Así lo ha decidido hoy el Tribunal Supremo Federal a raíz de la denuncia de una anciana, que consideraba que su entidad financiera vulneraba la Ley de Igualdad de Trato al no ajustarse a su género

Una anciana va a los Tribunales por consider que su entidad financiera vulneraba la Ley de Igualdad de Trato al no ajustarse a su género. / ()

La mujer, que ha generado un gran debate social y mediático, se llama Marlies Krämer y tiene nada menos que 80 años. La señora Krämer se cansó de que su caja de ahorros se dirigiera a ella una y otra vez como "cliente" en lugar de "clienta". Una y otra vez recibía cartas en las que se dirigían a ella como "el titular de la cuenta", "ahorrador" o "cliente", términos que no correspondían con su género femenino y porque sentía que la responsabilidad en asuntos financieros parecía seguir siendo coto masculino, algo realmente ya superado.

Decidida a luchar por la igualdad de género, demandó a la entidad financiera. El caso se dirimió por primera vez ante el Tribunal Regional de Saarbrücken, que falló a favor de la caja de ahorros, e igual que esta, se amparaba en razones estrictamente económicas: un cambio de denominación complicaría aún más los, ya de por sí, farragosos textos bancarios. Y la carga administrativa sería mayor porque habría que duplicar 800 formularios diferentes.

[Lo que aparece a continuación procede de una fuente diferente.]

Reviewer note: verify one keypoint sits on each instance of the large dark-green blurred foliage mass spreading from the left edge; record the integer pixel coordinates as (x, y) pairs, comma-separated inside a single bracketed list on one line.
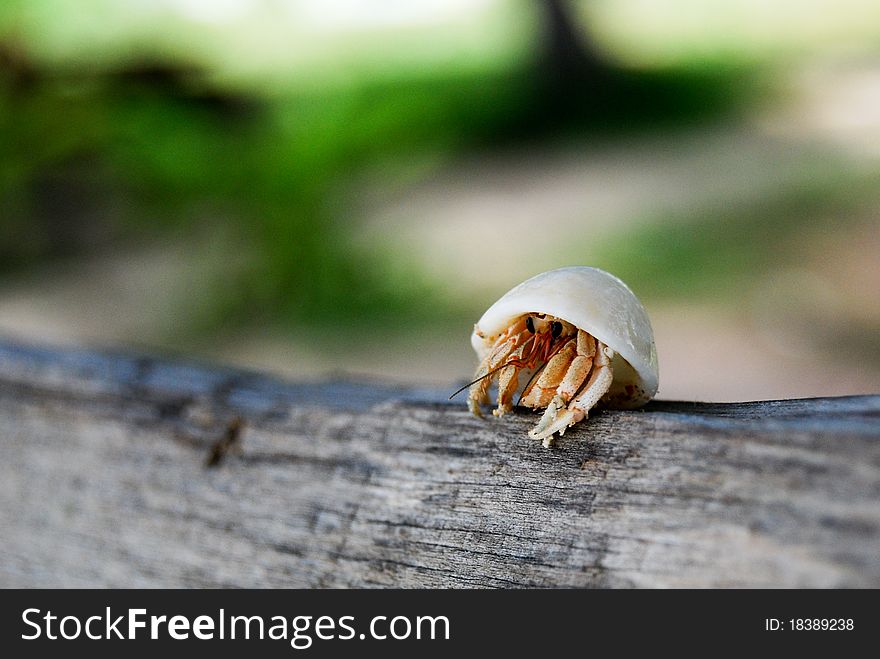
[(152, 146)]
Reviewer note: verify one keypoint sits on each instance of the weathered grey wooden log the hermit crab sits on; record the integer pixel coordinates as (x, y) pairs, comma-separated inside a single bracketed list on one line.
[(105, 481)]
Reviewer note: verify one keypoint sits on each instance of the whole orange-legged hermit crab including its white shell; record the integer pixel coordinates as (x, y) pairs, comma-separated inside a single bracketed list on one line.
[(578, 336)]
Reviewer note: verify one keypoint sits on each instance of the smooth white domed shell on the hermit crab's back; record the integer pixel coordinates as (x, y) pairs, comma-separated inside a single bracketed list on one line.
[(596, 302)]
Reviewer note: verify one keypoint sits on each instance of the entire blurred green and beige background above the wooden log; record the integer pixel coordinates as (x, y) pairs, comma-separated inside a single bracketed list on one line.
[(317, 187)]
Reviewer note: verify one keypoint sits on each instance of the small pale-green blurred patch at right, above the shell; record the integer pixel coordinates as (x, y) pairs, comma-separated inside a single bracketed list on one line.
[(722, 249)]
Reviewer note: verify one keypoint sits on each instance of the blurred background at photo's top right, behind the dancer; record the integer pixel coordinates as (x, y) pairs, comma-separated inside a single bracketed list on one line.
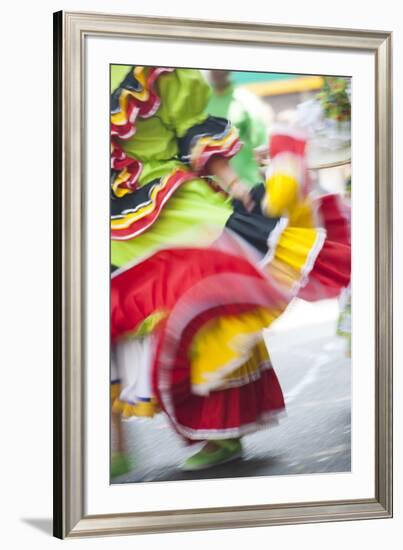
[(256, 102)]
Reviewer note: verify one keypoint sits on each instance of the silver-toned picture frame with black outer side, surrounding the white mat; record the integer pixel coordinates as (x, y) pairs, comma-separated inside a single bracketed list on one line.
[(70, 520)]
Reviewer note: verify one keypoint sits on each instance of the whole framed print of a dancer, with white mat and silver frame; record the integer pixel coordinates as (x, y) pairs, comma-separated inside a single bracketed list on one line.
[(223, 275)]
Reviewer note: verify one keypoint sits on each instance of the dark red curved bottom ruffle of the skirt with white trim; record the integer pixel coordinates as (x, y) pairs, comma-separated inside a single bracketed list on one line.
[(221, 409)]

Al mismo tiempo, señalaba que la forma masculina ha sido utilizada como colectiva para personas de ambos sexos durante "2000 años" en el uso general del lenguaje.

Al Tribunal Supremo

Pero Krämer no se rindió y su caso ha llegado ahora hasta el Tribunal Supremo alemán. La octogenaria insiste en que el trato que le da su caja de ahorros supone una violación del principio de igualdad garantizado por la Ley Fundamental. "Mi derecho constitucional legítimo es ser reconocida como mujer en el lenguaje y la escritura", defiende.

Sin embargo, la sala VI del Tribunal Supremo Federal, con sus tres jueces y dos juezas, no lo ha considera así. En su sentencia, dada a conocer hoy, estima que la denominación generalizada del masculino no supone ningún agravio ni desventaja por razón de género para las féminas. Llamar cliente a una mujer, "no constituye una violación del derecho a la intimidad ni una violación del principio de igualdad". El Tribunal argumenta también con el llamado 'genérico masculinum', es decir, con la denominación masculina genérica de personas, que también abarca a las mujeres.

Krämer asegura que su pelea no ha terminado y que, a pesar de su derrota, llegará hasta la última instancia judicial alemana: apelará ante el Tribunal Constitucional Federal.

No es su primera lucha

A lo largo de su vida ya ha ganado otras batallas legales en favor de la igualdad de género, lo que, asegura, le da fuerzas para seguir: en los años 90, por ejemplo, renunció al pasaporte durante mucho tiempo porque no podía firmar como 'Inhaberin (propietaria)'. Algo que se modificó tras una consulta a la Unión Europea, y que permitió que desde entonces todas las tarjetas de identificación incluyesen la 'firma del propietario/propietaria"

A finales de los años 90, junto con una amiga periodista, se manifestó frente al Instituto de Meteorología de la Freie Universität de Berlín contra la designación por género de las zonas de alta y baja presión. A las soledas áreas de alta presión siempre se les asignaban nombres masculinos, mientras que las de baja -que normalmente traen lluvia y frío- se les bautizaba con nombres de mujeres. Desde 1998, el Instituto asigna nombres de hombres y mujeres a áreas de alta y baja presión en alternancia anual.

Algunos banalizan sus reivindicaciones, pero a Marlies Krämer no le importa. Ella lo tiene bien claro: "El lenguaje es la clave para la igualdad".